Imagine growing up learning struggle is normal. You watch your mother stretch meals. Your grandmother carries everybody’s problems on her back. Your older sister sacrifices her own needs just to make sure everybody else survives. You learn early that being dependable matters more than being OK. Then one day you finally begin building something for yourself. Maybe it’s college. Maybe it’s a business. Maybe it is simply the first moment in your life where you can finally breathe a little. But instead of people asking whether you are tired, hurting, overwhelmed or barely holding yourself together, they ask what you can still do for them.
That is the part nobody prepares you for.
I recently went through one of the hardest periods of my life. It was the kind of situation that changed everything emotionally, mentally and financially all at once. My family stepped in to support me, and at first, I felt incredibly grateful because during a crisis, support can feel lifesaving. Having people around you when everything feels unstable matters. But as time passed, I started realizing some of what I was receiving wasn’t really support at all. It came with expectations. It came with obligations. It came with the assumption that even while I was struggling, I was still supposed to function exactly how I always had.
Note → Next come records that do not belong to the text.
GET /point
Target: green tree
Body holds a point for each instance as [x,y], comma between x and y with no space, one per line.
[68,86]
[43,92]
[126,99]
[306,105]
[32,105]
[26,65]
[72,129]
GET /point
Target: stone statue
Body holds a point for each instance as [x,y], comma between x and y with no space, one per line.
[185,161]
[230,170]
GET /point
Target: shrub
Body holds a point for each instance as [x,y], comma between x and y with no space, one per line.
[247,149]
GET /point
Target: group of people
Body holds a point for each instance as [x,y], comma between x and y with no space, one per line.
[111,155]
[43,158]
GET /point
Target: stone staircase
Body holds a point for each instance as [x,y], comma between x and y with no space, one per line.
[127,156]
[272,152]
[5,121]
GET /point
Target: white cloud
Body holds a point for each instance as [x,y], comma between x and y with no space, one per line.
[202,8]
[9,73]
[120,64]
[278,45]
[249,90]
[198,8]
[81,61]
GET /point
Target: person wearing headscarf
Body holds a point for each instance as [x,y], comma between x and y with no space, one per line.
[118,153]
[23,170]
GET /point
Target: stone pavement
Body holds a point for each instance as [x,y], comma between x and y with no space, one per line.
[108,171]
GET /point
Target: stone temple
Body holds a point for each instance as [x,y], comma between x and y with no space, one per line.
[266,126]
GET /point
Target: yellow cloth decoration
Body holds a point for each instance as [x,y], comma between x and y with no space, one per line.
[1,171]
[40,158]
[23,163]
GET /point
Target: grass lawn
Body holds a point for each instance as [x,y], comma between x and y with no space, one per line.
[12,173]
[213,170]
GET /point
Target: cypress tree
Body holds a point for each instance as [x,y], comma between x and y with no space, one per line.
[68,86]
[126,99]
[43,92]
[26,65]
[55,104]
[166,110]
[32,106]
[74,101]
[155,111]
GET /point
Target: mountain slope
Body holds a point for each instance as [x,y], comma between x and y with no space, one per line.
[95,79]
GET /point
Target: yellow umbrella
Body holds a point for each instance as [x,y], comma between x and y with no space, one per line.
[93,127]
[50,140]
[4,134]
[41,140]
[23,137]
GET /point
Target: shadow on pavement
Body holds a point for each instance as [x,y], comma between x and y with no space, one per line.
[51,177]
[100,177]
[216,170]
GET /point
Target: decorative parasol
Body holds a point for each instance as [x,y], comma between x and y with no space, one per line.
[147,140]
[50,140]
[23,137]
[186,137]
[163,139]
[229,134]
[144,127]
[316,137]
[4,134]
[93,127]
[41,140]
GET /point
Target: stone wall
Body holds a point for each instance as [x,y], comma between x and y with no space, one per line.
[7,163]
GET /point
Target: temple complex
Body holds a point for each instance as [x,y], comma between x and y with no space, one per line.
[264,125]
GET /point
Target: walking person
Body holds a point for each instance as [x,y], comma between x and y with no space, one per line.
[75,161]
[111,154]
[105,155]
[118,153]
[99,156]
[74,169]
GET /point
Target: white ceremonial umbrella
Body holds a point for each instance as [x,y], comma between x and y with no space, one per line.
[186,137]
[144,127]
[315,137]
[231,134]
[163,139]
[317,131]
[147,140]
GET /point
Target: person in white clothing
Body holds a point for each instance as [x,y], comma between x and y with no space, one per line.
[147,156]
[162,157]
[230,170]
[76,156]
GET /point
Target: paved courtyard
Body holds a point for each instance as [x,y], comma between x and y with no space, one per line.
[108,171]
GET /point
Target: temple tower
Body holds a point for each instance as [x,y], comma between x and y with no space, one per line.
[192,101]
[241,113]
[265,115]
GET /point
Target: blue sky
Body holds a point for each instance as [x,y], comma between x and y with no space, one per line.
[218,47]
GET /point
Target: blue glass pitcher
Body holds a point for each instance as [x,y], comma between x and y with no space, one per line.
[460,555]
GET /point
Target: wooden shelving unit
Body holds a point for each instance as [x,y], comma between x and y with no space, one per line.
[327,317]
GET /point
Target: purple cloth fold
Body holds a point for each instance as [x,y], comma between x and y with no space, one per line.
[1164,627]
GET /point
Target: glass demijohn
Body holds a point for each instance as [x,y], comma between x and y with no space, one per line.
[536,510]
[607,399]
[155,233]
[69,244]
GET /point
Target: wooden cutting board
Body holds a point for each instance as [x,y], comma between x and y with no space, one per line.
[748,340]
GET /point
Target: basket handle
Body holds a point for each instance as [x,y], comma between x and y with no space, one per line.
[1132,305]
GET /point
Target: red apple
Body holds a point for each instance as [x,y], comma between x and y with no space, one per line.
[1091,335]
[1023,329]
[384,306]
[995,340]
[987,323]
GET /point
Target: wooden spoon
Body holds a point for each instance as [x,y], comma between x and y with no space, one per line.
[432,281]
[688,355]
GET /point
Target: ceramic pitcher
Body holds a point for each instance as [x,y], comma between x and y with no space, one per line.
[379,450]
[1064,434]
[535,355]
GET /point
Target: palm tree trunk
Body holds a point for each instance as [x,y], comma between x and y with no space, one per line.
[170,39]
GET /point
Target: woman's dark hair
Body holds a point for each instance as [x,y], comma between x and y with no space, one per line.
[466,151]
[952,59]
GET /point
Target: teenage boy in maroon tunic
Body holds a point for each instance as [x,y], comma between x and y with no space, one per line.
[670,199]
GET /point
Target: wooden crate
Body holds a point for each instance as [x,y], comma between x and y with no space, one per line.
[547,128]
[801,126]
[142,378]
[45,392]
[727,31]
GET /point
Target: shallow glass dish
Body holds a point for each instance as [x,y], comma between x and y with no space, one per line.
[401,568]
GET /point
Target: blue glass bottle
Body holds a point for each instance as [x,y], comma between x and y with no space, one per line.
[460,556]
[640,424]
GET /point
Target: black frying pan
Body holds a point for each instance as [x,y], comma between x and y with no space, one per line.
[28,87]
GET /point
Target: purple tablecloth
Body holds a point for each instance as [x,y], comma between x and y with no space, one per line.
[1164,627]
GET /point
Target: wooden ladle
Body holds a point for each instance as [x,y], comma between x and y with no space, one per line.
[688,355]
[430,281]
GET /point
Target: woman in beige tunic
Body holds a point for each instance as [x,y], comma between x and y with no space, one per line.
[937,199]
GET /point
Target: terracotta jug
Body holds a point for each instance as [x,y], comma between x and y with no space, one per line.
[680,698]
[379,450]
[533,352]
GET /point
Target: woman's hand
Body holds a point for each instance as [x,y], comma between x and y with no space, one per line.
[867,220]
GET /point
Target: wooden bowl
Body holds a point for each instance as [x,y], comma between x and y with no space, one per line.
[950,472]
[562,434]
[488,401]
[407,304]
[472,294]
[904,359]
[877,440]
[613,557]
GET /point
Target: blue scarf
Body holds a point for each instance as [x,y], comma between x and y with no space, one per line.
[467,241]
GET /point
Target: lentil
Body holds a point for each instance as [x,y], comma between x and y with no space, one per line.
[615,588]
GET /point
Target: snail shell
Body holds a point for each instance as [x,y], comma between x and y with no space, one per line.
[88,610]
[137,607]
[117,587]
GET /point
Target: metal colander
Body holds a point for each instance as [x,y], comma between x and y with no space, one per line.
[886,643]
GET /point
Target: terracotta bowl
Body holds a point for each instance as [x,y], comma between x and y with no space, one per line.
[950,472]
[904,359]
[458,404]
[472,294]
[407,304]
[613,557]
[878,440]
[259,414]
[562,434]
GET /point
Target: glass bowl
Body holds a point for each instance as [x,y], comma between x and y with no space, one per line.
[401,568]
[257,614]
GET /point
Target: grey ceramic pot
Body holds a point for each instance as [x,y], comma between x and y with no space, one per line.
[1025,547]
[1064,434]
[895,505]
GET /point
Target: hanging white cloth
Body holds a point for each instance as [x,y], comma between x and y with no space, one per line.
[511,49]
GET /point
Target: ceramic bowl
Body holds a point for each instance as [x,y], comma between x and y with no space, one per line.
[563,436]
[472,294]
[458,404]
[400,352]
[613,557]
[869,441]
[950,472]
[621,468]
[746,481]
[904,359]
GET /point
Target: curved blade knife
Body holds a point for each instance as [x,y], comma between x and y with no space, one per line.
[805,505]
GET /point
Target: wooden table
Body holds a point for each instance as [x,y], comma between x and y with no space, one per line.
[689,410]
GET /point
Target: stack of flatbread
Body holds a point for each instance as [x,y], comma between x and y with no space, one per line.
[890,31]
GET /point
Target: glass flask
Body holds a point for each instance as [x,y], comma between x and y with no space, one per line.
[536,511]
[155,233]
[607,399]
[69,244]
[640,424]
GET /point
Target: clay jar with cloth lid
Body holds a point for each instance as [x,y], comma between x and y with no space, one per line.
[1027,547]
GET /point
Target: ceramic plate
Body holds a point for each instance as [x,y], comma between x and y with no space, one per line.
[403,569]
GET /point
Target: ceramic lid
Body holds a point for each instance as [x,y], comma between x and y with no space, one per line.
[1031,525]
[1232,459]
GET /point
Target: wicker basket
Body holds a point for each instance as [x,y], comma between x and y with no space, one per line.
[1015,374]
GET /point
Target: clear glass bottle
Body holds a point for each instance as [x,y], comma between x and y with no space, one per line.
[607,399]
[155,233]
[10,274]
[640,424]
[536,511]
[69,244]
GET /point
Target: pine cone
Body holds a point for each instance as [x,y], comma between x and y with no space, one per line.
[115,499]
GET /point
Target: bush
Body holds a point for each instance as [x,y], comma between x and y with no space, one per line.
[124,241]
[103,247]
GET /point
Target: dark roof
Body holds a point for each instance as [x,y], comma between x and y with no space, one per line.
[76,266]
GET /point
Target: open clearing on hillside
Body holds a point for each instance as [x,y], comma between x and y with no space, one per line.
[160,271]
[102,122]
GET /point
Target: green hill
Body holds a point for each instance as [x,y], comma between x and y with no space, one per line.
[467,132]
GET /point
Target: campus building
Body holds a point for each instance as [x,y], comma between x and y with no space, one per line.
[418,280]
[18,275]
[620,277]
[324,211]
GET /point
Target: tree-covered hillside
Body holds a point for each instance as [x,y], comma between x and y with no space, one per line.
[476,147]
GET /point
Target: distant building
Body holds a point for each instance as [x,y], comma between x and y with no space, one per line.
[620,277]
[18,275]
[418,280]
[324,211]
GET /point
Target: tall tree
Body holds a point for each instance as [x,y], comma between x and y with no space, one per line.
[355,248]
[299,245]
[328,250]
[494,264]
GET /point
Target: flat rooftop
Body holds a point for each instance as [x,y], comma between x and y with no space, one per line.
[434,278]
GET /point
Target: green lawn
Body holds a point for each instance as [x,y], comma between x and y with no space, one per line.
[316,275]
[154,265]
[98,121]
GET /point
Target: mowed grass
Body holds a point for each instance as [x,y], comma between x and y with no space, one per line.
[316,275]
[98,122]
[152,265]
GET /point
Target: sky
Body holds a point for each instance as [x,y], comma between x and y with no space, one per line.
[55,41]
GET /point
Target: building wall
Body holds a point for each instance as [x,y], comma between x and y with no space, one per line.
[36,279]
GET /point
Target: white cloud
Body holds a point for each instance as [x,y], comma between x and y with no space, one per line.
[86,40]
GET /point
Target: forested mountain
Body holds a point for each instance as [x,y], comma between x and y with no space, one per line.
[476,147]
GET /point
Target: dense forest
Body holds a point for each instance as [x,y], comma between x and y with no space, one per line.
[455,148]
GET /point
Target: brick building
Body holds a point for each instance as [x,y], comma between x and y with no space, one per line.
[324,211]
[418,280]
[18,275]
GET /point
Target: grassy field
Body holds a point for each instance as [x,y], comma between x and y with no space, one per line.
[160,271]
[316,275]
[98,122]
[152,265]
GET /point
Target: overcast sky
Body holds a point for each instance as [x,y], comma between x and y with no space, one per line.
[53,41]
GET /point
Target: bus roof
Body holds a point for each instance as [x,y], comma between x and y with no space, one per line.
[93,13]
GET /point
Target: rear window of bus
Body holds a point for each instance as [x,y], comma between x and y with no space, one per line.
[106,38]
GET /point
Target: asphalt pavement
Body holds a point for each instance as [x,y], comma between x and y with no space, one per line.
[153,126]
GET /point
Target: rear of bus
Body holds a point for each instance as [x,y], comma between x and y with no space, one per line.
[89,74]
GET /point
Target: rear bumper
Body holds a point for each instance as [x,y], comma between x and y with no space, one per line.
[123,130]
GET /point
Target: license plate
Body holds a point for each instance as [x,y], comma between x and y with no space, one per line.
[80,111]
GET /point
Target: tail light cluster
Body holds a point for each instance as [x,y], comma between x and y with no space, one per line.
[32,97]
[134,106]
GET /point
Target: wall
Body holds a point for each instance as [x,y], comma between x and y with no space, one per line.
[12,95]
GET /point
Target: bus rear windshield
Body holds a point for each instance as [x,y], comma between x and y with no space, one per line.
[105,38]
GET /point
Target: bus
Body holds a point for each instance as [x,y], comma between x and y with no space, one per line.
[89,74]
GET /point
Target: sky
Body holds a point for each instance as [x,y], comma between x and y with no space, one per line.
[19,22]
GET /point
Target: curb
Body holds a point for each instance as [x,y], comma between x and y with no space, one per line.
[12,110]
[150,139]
I was emotionally exhausted, stressed constantly and trying to pour back into myself while still balancing school, leadership roles, responsibilities and everyday survival. As a full-time college student involved in leadership and campus organizations, my schedule already felt overwhelming before everything happened. But even after people knew I was struggling, the requests and expectations didn’t stop. I kept hearing things like, “I’m sorry you’re going through that, but can you still help with this?” or “I know things are hard right now, but we still need you.”
Eventually I started asking myself a difficult question: Do people care about me, or do they care about what I can provide for them? The tribe survival mentality: sacrifice for the tribe at all costs.
That realization hurt more than I expected. And I think a lot of Black women understand this feeling, even if we don’t always say it out loud. We are taught strength is our identity. We’re praised for surviving things that should have never happened to us in the first place. We become the dependable friend, reliable daughter, the student leader who always gets things done, the person everyone calls during a crisis. And after a while, people stop seeing us as human beings who need care too. They start seeing us as emotional infrastructure. Something permanent. Something built to carry weight.
Historically, Black women have been trapped inside this expectation for generations. From the “mammy” stereotype that formed post-slavery to the modern image of the endlessly resilient Black woman, society has celebrated Black women for how much pain we can endure rather than questioning why we’re expected to endure so much pain to begin with. Even now, Black women are often expected to show up for everybody else while suppressing our own exhaustion, grief and emotional needs.
I’m still learning what boundaries look like and that needing help does not make me weak. I am still learning I don’t have to earn rest by suffering first. And more Black women deserve permission to unlearn the idea we have to carry the world alone because we always have.
Maybe the strongest thing we can do is finally admit we’re tired.